How does the global variable declaration solve the stack overflow in C?

Question

I have some C code. What it does is simple, get some array from io, then sort it.

#include <stdio.h>
#include <stdlib.h>

#define ARRAY_MAX 2000000

int main(void) {
    int my_array[ARRAY_MAX];
    int w[ARRAY_MAX];
    int count = 0;

    while (count < ARRAY_MAX && 1 == scanf("%d", &my_array[count])) {
        count++;
    }

    merge_sort(my_array, w, count);
    return EXIT_SUCCESS;
}

And it works well, but if I really give it a group of number which is 2000000, it cause a stack overflow. Yes, it used up all the stack. One of the solution is to use malloc() to allocate a memory space for these 2 variables, to move them to the heap, so no problem at all.

The other solution is to move the below 2 declaration to the global scope, to make them global variables.

    int my_array[ARRAY_MAX];
    int w[ARRAY_MAX];

My tutor told me that this solution does the same job: to move these 2 variables into the heap.

But I checked some documents online.

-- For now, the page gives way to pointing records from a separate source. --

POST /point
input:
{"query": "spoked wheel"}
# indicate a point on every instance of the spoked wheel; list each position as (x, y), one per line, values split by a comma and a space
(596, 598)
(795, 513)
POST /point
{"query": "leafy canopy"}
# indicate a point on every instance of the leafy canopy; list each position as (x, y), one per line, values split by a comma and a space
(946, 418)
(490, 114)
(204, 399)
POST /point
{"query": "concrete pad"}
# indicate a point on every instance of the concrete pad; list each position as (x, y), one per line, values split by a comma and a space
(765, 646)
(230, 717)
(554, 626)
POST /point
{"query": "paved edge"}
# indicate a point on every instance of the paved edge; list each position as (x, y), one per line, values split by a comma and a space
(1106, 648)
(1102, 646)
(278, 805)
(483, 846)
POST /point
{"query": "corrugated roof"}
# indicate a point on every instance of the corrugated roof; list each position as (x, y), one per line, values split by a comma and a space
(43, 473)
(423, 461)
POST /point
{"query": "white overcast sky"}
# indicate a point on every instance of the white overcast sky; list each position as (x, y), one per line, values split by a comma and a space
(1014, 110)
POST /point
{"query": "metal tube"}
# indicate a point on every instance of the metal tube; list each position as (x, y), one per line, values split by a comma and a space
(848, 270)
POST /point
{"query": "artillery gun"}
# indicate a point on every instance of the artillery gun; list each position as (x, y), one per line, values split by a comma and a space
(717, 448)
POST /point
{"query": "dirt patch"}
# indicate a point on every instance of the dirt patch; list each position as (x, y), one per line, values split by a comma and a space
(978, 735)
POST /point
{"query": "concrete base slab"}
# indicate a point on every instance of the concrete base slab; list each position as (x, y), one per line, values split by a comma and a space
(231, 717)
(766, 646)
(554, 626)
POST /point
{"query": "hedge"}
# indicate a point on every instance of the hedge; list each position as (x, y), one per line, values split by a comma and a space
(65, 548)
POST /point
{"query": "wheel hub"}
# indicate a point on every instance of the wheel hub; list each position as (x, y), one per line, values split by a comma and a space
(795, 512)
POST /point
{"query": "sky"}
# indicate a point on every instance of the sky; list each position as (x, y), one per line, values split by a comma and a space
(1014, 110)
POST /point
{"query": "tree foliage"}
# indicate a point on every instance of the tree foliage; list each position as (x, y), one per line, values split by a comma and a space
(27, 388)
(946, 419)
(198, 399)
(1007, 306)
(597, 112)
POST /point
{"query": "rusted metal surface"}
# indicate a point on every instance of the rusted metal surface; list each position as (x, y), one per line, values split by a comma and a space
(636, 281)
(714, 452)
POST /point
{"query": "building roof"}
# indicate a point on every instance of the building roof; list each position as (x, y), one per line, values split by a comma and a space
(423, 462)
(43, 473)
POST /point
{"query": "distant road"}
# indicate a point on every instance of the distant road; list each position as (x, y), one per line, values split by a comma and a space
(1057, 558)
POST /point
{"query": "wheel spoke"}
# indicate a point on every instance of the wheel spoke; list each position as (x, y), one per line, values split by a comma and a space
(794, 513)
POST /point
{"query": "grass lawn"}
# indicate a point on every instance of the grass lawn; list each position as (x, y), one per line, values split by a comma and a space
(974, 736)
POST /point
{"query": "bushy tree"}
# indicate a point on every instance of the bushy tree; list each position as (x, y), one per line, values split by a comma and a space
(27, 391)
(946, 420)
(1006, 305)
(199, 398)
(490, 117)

Global variables, without initialisation, they will reside in the bss segment, right?

I checked online, the size of this section is just few bytes. How could it prevent the stack overflow?

Or, because these 2 types are array, so they are pointers, and global pointers reside in data segment, and it indicates the size of data segment can be dynamically changed as well?

Short answer: your OS and the compiler are smart. If you declare a large global variable but don't assign it a value (outside of a function), the only thing that is stored in the executable file is the size and location of the variable. Once you load the executable, the OS will 'allocate' enough memory to hold the entire variable (it might not actually allocate RAM until you access the variable). — Ethan Reesor, Aug 12 '16 at 04:26
You should probably look at [Why is the bss segment required?](http://stackoverflow.com/questions/9535250/) I'm not sure whether this is a duplicate of that, but they're very closely related. — Jonathan Leffler, Aug 12 '16 at 04:27
@EthanReesor Thanks, but where does it store once I load the executable? As your context, In the heap? — Albert Gao, Aug 12 '16 at 04:48
AFAIK it's OS specific, but generally the BSS will be placed in a read-write section of the process' (virtual) memory space adjacent to the code; **definitely not the heap**. The difference between the BSS section and the data section is negligible if not nonexistent at runtime. The real difference is how the two sections are encoded in the executable. The data section stores the value of variables in the executable whereas the BSS section only stores size and location. If you're interested, tomorrow (PST) I'll make a detailed answer on process memory, including an overview of virtual memory. — Ethan Reesor, Aug 12 '16 at 05:25
@EthanReesor Thanks! Thanks for the clarification! Now I think I get the answer now :) But if you could provide more details, it would be very nice — Albert Gao, Aug 12 '16 at 05:53
Details have been provided. If anything is confusing, please comment. — Ethan Reesor, Aug 12 '16 at 18:28

score 2 · Accepted Answer · answered Aug 12 '16 at 04:20

2

The bss (block started by symbol) section is tiny in the object file (4 or 8 bytes) but the value stored is the number of bytes of zeroed memory to allocate after the initialized data.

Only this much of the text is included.